Es Europa también –¿es menester decirlo?– porción del mundo cuna de aportes invaluables a la Humanidad: ciencia, algún sentido de la democracia, desarrollo material, pensamiento filosófico. Por lo demás, tampoco tiene, ni mucho menos, la exclusividad en eso de hacer daño execrable a pueblos enteros…

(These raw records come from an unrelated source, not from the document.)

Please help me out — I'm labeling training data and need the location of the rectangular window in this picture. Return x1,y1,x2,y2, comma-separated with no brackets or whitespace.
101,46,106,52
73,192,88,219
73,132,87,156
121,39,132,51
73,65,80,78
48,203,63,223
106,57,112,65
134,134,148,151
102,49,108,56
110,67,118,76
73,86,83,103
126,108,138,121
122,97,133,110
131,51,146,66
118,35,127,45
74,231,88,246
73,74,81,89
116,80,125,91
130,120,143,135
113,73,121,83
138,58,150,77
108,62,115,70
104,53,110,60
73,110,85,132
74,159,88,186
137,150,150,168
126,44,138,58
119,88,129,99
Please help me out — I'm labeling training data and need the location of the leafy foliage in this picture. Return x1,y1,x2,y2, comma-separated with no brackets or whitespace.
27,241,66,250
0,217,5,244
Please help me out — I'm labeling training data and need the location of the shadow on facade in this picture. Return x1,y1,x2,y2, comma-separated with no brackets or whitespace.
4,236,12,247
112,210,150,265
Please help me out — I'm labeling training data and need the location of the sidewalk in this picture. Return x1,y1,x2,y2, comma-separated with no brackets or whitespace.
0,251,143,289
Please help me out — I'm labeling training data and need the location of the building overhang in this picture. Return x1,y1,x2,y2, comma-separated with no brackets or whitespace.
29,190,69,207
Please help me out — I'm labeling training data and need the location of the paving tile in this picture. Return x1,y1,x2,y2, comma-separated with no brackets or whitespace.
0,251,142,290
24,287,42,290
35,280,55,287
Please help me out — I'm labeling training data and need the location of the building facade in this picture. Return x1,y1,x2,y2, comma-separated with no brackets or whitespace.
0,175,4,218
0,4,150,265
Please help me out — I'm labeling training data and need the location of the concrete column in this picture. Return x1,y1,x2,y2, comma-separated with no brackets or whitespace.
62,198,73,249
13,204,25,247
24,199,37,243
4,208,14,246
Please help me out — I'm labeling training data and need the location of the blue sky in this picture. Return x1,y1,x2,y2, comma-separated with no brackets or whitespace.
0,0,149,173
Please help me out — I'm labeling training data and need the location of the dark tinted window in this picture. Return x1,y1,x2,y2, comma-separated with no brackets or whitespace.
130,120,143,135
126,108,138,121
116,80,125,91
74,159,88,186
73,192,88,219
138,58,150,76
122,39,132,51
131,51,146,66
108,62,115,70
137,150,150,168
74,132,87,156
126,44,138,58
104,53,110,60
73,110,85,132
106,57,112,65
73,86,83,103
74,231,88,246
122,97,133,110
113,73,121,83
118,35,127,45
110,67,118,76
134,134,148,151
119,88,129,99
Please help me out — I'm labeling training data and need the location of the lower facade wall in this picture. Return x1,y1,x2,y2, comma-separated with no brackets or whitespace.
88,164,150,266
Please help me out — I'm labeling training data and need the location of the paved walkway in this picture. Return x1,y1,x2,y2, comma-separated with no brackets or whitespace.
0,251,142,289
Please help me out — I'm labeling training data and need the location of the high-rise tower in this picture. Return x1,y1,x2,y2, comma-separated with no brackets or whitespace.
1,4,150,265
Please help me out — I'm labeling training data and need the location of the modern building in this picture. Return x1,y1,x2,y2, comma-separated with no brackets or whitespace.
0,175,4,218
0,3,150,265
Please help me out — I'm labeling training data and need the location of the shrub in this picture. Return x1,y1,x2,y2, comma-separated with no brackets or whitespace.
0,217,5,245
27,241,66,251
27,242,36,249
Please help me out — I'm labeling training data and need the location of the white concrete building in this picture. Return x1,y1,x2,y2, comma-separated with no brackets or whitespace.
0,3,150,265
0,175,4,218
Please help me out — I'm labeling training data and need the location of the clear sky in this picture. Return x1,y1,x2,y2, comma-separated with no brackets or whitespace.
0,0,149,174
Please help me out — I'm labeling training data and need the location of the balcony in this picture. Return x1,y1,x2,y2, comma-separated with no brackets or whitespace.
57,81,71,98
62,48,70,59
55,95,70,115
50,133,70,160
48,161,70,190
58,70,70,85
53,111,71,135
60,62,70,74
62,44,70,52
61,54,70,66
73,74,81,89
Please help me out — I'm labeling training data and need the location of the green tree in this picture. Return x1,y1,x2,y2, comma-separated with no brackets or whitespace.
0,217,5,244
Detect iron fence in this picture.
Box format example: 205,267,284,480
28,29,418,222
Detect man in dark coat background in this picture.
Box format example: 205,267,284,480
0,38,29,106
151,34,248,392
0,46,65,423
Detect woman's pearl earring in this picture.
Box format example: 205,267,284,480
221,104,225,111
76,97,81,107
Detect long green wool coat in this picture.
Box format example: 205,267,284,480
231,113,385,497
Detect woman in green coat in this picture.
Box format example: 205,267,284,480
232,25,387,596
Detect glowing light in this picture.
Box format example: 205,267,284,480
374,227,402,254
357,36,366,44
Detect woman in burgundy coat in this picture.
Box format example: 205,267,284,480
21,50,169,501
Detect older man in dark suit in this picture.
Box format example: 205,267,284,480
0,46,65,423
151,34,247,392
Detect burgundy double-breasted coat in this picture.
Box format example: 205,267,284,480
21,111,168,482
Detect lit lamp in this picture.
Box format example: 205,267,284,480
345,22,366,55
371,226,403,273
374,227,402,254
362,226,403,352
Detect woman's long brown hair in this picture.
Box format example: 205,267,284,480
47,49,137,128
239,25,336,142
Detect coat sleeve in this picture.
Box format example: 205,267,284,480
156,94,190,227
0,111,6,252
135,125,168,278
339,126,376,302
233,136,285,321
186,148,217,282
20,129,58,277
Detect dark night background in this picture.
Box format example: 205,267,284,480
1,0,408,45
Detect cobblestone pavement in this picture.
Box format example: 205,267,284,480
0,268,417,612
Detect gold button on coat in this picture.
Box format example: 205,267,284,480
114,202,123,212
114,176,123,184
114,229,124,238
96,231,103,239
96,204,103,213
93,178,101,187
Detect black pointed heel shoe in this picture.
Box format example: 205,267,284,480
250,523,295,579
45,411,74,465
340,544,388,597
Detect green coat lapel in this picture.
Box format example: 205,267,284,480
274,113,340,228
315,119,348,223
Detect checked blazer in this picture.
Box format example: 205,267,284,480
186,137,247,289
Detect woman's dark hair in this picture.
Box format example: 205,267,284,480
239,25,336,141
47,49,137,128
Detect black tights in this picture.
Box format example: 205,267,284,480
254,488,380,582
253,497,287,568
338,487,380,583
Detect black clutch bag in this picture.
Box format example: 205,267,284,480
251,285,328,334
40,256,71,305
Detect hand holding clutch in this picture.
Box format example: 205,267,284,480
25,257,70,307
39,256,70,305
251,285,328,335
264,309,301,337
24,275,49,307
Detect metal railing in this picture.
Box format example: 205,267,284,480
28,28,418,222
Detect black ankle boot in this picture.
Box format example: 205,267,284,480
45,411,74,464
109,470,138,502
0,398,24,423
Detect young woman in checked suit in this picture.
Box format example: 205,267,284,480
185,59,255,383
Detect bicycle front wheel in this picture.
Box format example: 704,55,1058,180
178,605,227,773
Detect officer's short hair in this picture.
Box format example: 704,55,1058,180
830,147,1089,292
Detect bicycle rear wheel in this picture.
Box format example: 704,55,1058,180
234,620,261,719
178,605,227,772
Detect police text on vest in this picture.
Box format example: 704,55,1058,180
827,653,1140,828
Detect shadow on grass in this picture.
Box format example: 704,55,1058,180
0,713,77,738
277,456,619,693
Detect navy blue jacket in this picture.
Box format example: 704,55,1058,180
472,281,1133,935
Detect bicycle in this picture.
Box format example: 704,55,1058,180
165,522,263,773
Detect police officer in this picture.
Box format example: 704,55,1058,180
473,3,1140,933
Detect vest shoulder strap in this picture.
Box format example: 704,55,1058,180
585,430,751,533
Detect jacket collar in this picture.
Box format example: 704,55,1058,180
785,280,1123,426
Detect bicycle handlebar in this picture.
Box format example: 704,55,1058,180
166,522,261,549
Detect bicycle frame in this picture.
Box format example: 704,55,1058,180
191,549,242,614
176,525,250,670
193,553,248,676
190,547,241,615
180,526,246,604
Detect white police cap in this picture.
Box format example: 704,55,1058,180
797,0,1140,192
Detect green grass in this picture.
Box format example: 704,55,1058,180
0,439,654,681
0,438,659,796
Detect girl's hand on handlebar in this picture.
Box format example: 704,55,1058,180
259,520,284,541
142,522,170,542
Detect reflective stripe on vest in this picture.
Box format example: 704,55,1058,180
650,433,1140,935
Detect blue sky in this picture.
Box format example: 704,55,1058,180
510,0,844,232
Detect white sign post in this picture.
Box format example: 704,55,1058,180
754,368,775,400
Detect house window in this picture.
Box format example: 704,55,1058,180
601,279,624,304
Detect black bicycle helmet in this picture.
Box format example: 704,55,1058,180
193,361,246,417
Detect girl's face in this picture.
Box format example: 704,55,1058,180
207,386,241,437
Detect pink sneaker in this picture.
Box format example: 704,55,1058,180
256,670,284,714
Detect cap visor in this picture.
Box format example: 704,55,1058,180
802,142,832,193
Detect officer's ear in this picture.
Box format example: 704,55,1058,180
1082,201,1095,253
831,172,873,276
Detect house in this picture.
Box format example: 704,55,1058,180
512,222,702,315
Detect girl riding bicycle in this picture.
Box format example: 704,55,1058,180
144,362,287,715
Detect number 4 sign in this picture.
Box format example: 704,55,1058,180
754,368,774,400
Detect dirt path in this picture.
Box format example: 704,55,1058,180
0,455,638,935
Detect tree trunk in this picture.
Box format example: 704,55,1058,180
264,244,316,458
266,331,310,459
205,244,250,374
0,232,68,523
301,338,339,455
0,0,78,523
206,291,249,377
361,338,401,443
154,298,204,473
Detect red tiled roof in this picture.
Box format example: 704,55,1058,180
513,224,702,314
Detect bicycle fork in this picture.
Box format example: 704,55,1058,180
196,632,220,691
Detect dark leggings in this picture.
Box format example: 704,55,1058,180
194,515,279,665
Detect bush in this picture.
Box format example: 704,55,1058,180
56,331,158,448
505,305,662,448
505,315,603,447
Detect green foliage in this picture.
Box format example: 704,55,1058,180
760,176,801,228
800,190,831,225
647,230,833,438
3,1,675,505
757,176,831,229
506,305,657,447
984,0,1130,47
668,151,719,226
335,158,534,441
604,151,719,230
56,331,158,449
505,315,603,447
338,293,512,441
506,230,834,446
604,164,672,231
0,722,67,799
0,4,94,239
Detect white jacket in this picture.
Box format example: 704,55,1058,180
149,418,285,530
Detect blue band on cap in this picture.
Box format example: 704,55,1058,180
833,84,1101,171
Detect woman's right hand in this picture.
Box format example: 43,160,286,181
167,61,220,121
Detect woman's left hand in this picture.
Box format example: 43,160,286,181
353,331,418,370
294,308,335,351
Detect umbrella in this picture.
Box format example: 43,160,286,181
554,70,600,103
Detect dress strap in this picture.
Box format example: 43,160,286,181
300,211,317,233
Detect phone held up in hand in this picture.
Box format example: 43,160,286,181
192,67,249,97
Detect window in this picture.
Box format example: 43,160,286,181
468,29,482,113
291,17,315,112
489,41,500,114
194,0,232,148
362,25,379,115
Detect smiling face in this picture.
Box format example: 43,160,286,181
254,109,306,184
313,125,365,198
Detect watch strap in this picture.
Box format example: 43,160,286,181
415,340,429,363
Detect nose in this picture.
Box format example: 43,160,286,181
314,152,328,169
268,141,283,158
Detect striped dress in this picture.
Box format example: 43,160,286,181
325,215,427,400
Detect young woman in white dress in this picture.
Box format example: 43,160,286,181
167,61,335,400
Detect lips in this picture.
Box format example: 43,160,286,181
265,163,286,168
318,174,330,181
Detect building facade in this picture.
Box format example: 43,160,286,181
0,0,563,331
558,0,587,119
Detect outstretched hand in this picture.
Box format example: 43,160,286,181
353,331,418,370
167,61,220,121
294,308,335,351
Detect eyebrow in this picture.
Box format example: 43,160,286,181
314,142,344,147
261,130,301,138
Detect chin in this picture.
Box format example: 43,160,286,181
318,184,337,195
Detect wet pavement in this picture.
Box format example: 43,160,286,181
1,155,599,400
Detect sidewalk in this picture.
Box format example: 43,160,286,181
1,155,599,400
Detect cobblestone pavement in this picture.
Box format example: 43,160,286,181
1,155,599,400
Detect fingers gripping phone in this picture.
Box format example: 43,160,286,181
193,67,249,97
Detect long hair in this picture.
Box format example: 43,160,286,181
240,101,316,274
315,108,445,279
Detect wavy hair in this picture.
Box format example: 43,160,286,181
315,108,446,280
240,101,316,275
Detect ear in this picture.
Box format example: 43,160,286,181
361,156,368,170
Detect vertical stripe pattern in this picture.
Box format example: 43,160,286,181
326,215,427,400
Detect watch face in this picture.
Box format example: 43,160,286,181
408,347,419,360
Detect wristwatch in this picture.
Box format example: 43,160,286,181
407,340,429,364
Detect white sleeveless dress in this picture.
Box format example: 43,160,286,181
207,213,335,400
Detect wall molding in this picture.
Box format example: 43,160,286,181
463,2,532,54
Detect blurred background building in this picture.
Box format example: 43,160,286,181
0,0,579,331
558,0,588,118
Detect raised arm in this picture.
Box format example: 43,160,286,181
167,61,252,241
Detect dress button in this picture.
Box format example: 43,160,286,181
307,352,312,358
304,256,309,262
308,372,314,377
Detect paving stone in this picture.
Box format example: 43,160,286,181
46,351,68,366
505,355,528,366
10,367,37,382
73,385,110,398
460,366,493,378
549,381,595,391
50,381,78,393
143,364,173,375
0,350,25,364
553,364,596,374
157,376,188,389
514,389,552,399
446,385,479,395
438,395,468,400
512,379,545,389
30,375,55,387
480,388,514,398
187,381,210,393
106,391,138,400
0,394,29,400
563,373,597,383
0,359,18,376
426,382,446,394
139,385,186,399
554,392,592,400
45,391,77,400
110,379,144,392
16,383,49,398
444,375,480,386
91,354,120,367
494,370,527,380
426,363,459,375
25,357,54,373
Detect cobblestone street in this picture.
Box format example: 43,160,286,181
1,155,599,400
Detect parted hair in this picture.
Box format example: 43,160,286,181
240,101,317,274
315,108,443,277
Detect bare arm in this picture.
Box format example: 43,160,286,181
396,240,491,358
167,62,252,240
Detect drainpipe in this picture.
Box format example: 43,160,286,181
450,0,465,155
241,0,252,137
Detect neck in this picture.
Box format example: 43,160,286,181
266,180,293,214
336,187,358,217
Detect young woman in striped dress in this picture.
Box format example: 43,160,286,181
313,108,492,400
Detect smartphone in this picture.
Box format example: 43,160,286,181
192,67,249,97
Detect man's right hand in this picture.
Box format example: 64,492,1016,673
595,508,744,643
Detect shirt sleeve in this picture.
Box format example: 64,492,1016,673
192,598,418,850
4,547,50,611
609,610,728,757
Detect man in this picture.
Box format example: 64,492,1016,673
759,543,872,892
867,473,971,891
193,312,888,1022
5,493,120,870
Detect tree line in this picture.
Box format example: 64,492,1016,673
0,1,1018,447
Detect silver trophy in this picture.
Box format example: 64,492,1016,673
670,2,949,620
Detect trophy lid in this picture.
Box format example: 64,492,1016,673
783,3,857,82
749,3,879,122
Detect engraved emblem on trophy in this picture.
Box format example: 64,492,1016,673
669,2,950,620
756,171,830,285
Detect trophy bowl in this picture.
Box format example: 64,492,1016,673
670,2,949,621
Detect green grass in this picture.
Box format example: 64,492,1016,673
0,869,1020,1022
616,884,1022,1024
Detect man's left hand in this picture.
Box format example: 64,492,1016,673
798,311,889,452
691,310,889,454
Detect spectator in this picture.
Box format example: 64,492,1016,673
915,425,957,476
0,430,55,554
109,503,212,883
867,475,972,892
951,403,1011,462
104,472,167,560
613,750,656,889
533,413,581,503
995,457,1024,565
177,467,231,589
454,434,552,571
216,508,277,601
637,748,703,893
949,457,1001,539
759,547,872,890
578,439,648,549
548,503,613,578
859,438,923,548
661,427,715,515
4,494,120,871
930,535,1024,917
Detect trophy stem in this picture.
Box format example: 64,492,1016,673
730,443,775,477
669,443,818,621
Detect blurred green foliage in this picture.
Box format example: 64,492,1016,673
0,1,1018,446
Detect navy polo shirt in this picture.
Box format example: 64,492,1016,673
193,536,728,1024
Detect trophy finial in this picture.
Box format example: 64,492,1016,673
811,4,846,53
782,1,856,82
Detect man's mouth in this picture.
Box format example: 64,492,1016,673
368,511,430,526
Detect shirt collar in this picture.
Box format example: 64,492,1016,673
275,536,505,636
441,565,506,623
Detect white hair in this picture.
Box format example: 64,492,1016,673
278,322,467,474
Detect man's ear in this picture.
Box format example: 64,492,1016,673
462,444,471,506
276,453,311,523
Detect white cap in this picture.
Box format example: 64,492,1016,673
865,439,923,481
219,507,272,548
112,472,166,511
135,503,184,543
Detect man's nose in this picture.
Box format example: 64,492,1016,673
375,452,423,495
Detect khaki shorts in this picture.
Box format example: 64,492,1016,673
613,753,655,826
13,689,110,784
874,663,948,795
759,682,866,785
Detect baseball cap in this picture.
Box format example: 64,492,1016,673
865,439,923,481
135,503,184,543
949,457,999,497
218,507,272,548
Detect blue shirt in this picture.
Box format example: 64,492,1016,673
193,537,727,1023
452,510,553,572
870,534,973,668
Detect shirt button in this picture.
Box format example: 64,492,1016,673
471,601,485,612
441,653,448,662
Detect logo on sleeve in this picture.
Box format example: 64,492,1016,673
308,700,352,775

En el país, como en toda América, hemos heredado de Europa tantas cosas que cuesta enumerarlas. Pero hay una que no podía quedarse, porque es de primer orden: el cristianismo adulterado. Los europeos podrán alegar que ellos mismos, a su vez, no son sino reproductores de un cristianismo ya degenerado por el Imperio Romano, al punto de que sus emperadores –desde Constantino– se escudaron en él para salir a avasallar pueblos y someter a quienes quedaran vivos a la esclavitud o al pago de impuestos. La Edad Media europea, que siguió al Imperio, es un oscuro período de un cristianismo obligatorio y cuya esencia era desconocida por la gente común, analfabeta y sumida en la ignorancia. Era un cristianismo consustancial a la lógica de dominación y opresión de los dueños de la tierra y del poder.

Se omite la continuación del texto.